Aversive techniques were only supposed to be applied to prisoners with high intelligence value. But as things worsened in Iraq last fall, as American soldiers came under constant attack, as people became exhausted, scared, angry, disgusted, suspicious, that target got a lot bigger.
The worsening war outside the walls of the U.S. prison system in Iraq had a direct bearing on the abuses that occurred inside the facilities, according to Iraqi and American sources. Through the summer and fall of 2003, when detainees at Abu Ghraib prison suffered mistreatment now notorious throughout the world, the security situation in Iraq and the treatment of Iraqi prisoners ran parallel courses, both downward.

U.S. officials were under mounting pressure to collect wartime intelligence but were hobbled by a shortage of troops, the failure to build an effective informant network and a surprisingly skilled insurgency. In response, they turned to the prison system.
People tend to assume, even in the U.S., that an arrested person is guilty of something. (Senator Inhofe is hardly alone.) In Iraq, add the difficulties of dealing with an alien culture and the constant fear of being killed.
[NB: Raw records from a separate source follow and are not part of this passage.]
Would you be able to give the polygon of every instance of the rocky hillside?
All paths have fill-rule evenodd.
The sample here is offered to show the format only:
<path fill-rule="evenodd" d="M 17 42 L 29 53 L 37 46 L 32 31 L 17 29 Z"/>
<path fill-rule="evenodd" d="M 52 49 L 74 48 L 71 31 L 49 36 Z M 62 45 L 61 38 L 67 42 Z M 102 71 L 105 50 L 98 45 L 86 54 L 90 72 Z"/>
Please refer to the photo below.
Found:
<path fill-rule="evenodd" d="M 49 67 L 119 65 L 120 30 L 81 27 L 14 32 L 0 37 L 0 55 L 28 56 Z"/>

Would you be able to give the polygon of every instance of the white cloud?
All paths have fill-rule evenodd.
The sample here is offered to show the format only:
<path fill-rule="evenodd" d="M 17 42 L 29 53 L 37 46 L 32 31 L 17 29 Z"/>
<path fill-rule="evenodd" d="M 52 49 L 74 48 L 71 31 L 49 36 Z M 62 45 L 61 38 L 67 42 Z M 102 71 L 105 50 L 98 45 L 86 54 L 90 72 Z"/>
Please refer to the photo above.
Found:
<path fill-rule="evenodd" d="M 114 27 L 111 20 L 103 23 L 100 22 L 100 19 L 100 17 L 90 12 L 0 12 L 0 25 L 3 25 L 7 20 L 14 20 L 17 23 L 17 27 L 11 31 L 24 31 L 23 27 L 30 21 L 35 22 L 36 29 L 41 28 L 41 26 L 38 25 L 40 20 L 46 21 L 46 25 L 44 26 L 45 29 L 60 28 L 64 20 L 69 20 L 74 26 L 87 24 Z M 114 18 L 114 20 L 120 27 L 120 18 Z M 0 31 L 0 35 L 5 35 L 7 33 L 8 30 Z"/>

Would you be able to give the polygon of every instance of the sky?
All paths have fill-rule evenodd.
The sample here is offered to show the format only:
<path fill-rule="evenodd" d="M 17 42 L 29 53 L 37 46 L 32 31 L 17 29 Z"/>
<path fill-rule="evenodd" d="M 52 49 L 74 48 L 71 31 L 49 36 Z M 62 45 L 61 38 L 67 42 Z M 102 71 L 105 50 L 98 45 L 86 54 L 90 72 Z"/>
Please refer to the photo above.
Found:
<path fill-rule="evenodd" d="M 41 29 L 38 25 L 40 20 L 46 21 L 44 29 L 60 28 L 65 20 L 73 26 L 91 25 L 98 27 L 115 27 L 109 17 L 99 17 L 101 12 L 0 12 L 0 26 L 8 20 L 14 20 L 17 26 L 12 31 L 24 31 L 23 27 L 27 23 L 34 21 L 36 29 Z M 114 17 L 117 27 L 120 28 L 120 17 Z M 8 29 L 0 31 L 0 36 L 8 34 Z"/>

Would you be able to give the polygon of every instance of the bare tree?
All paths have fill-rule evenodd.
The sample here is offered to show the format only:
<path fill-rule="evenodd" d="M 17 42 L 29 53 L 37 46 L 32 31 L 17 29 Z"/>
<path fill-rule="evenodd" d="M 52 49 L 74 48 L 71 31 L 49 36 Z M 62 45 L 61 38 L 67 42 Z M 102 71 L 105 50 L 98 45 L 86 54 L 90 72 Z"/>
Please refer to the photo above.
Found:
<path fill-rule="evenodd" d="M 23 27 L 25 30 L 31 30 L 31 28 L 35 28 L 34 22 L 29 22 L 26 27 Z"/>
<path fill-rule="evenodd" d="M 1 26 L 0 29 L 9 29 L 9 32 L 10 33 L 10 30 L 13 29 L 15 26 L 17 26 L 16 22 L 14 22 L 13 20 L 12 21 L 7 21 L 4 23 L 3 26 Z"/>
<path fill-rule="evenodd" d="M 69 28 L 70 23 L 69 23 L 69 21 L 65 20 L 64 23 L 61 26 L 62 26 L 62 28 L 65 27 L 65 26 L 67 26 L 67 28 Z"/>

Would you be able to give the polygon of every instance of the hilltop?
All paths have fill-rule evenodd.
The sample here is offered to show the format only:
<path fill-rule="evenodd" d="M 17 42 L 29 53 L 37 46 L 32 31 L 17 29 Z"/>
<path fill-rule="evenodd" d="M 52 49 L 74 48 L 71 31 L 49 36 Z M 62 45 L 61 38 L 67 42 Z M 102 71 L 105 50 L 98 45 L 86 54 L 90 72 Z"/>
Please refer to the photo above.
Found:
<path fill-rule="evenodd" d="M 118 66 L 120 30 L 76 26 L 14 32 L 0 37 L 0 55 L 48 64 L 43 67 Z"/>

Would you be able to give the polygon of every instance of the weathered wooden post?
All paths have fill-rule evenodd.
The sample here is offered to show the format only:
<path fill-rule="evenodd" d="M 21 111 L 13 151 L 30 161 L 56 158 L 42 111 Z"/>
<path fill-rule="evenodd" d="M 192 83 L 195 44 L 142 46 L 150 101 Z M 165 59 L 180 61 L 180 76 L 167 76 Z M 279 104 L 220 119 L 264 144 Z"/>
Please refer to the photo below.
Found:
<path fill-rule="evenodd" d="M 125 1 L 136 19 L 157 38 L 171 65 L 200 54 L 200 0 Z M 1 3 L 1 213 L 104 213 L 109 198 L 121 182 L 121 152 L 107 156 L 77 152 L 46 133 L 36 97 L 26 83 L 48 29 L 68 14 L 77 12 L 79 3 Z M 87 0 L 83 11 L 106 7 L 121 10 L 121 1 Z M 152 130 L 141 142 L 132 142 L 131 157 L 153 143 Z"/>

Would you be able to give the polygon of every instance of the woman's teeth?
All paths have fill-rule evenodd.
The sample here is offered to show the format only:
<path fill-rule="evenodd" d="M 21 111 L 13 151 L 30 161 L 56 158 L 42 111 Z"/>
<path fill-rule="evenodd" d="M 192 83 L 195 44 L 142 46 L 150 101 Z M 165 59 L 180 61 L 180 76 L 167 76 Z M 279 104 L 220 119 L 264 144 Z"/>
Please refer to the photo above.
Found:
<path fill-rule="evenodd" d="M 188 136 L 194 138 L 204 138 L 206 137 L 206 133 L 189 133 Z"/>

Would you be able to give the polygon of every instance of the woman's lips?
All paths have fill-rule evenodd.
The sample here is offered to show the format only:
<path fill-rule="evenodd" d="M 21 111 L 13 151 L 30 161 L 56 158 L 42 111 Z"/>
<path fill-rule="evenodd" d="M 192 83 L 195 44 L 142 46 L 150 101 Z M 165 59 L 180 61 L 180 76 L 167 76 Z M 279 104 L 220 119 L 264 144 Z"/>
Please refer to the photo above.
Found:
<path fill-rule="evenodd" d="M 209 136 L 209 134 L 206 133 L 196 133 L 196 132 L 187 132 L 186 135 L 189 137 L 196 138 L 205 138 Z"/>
Eventually, under stress and without proper restraint imposed from higher levels, the question becomes not "what reason do I have to believe that this guy knows something?", but "how can I be sure that this isn't a guy who knows something?" Roughing him up starts to seem like a reasonable thing to do "just in case."

Similarly, while Rumsfeld seems to be satisfied that Pentagon lawyers have adequately identified just where "things that really sound like torture" cross the line and become "torture," it's ludicrous to expect that untrained, minimally supervised, tired, stressed, overburdened, threatened Army Reserve privates are going to know where that line is. "Stripping them naked is okay, but not stripping them naked and sexualizing the context. Making them do painful things is okay, but not making them do humiliating things or doing painful things to them." You may be able to assume a suitably Jesuitical attitude when you're sitting in the Pentagon with your legal advisors, making out a list of approved techniques, but it's unrealistic to expect troops on the ground to understand just how much distress and suffering crosses the magic line. If you tell them to mess with the prisoners, some of them will go too far.

Reading this over, I'm afraid it sounds as though I'm saying that torture is inevitable, or that the behavior of U.S. forces at Abu Ghraib is understandable enough that their moral culpability is diminished. Nothing could be further from my position. I'm saying that both history and psychology tell us that you simply can't do what we attempted to do. You can't walk the line between almost-torture and torture, and you can't approve abuse for a few without having it spread. This is something you have to keep starkly black and white: there is a right and moral way to treat prisoners, and there is an illegal and punishable way to treat prisoners. We know from past experience that trying to live in the grey area between inevitably leads to abuses.